Even the dog knows to wait in porch and have her paws wiped when wet outside before walking in the house Smile.

My toddlers play in the floor.

I don't want outside shoes in the house.

I have no qualms in requesting people take shoes off including when we have been selling the house. (Sold quickly enough so obviously didn't upset buyers to much).

It's basic manners - We don't live in a barn and I don't have time to wash carpets weekly.

If any off our friends or family have an issue which upsets them that much then they don't need to bother visiting we will happily visit them Grin

EllenJanesthickerknickers · 24/08/2018 10:57

I think my DC might become shoes off people because nearly all my friends and I used to make sure their DC took their shoes off. The advice was that growing feet shouldn't be in shoes all day and they used to bring in mud etc otherwise. As young adults they still take off their shoes. I certainly don't, though!

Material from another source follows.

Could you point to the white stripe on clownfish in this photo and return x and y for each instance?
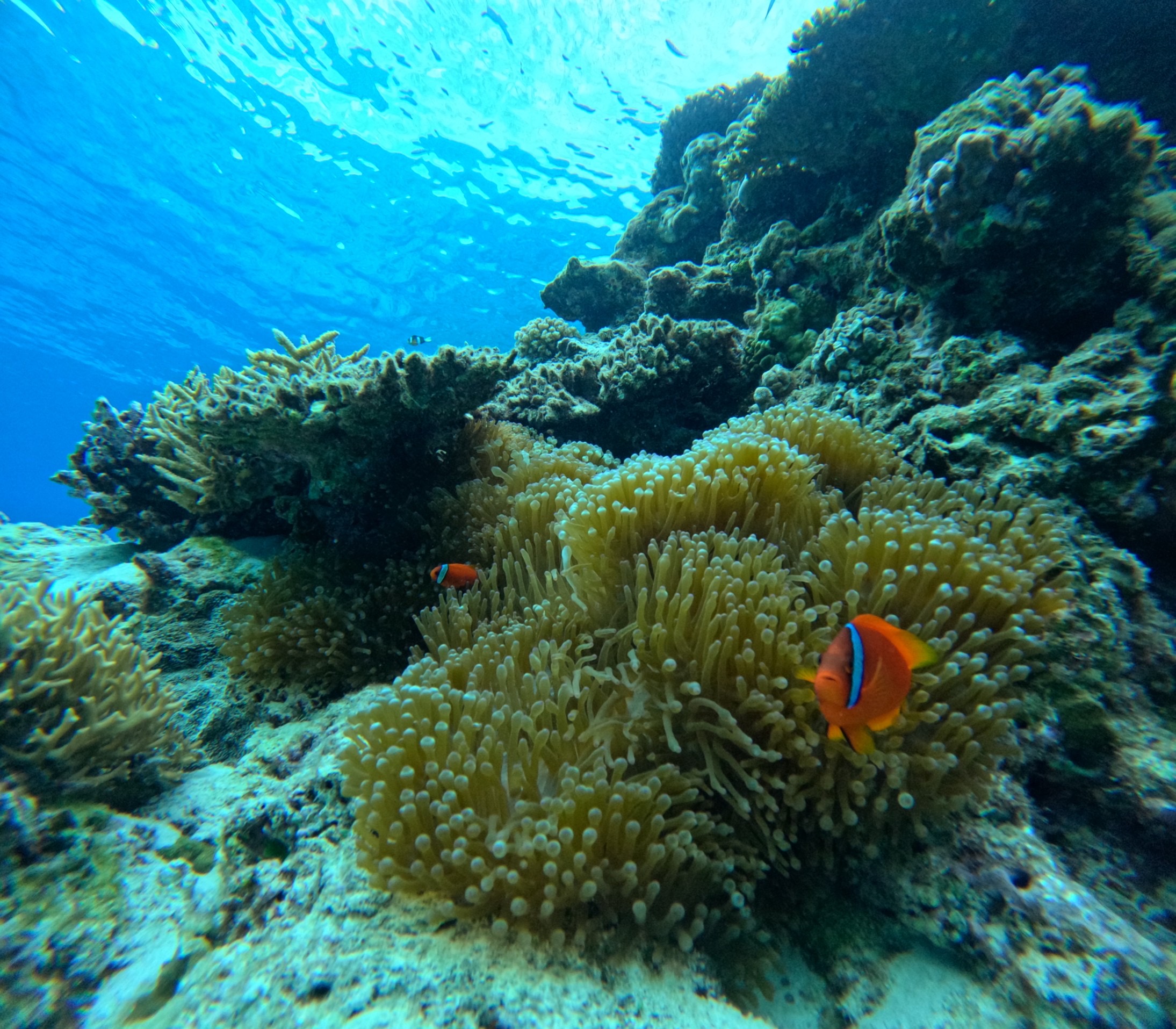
(857, 672)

NonJeNeRegretteRien · 24/08/2018 11:04

MammaSchwifty

I wonder if it's an age/generational thing really? Amongst all my friends (mid 20s-mid 30s) shoes off inside is the norm. Whereas the older generation tend to be more formal and 'buttoned up'.

I reckon you’re on to something... I have NEVER had to ask any of my friends to take their shoes off, just the PIL act like we’re asking them to detach a limb.

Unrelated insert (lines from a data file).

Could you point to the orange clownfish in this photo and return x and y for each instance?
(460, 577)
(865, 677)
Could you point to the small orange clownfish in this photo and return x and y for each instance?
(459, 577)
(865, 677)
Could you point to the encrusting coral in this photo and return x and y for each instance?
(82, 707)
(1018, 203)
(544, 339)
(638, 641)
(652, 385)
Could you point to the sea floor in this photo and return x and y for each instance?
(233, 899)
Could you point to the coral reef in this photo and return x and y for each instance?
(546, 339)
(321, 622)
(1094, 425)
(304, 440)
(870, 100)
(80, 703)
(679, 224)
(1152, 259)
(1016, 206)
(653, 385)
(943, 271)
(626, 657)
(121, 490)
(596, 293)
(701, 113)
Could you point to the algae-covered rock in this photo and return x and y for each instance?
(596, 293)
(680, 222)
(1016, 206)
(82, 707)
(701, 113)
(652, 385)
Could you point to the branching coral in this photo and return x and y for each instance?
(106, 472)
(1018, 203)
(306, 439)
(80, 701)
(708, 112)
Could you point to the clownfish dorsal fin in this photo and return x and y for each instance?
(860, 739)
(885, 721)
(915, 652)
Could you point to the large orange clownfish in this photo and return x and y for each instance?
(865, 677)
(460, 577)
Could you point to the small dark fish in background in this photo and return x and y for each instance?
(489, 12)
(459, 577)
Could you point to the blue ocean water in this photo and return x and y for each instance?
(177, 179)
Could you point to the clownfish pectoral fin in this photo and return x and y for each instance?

pigsDOfly · 24/08/2018 11:13

My own family has always been shoes off but I used to entertain a lot and wouldn't have asked people to remove shoes as generally I wasn't on those sort of terms with the people I was entertaining.

Once I was having a large sit down lunch for mostly acquaintances rather than friends. Everyone was sitting eating when I realised there was a fowl stink of dog shit in the room. Traced it to one of the guests who had trailed it from the hall, right across my large living room, into my dining room and then proceeded to spread it around under the dining room table as he sat there. How the hell he didn't smell it I don't know and I imagine everyone else just thought my house stank; I hadn't noticed it when he arrived as people came into the house in a group.

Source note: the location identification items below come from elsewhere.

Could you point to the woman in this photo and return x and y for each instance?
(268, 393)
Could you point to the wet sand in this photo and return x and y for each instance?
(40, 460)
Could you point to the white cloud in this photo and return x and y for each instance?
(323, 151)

I don't entertain on that scale any more and I no longer live in that house but I've been shoes off in in every house I've lived in pretty much since then.

pigsDOfly · 24/08/2018 11:14

Oh and as far as the generation thing goes, I'm coming up to my 70th birthday later this year.

H00T3R · 24/08/2018 11:15

You have a bbq and expect your guests to take their shoes on and off? Poor guests. No. If in the unlikely event we have a BBQ the guests can use the downstairs loo and then wash their hands in the kitchen sink. The flooring in that area, between the downstairs loo, side door entrance and in the kitchen, is an industrial hardwearing stuff that the housing association put down. I don't mind shoes on that bit. The rest of it is carpet and we can't afford to either have it cleaned if it gets muddy or to replace it if it's damaged by hard heels or whatever so we do get people to remove their shoes.

TheBitchOfTheVicar · 24/08/2018 11:27

@cobwebsinthebelfry my in laws bring their own slippers. I'm not sure why: I've never asked them to take their shoes off, though we always do. I try to see it as a compliment that they want to relax like that in our house.

BloodyDisgrace · 24/08/2018 11:28

WizardOfToss
It is a class identifier, yes

I'm interested in the class thing here. is it that lower middle class people ask guests to remove shoes? and Upper class/wealthy, whatever don't, because they are that generous/have a cleaner?

I'm with you on the rest. Never ask anyone to remove the shoes, check mine/offer to take it off in other people's homes. Or bring a different pair to wear indoors and make a joke about it.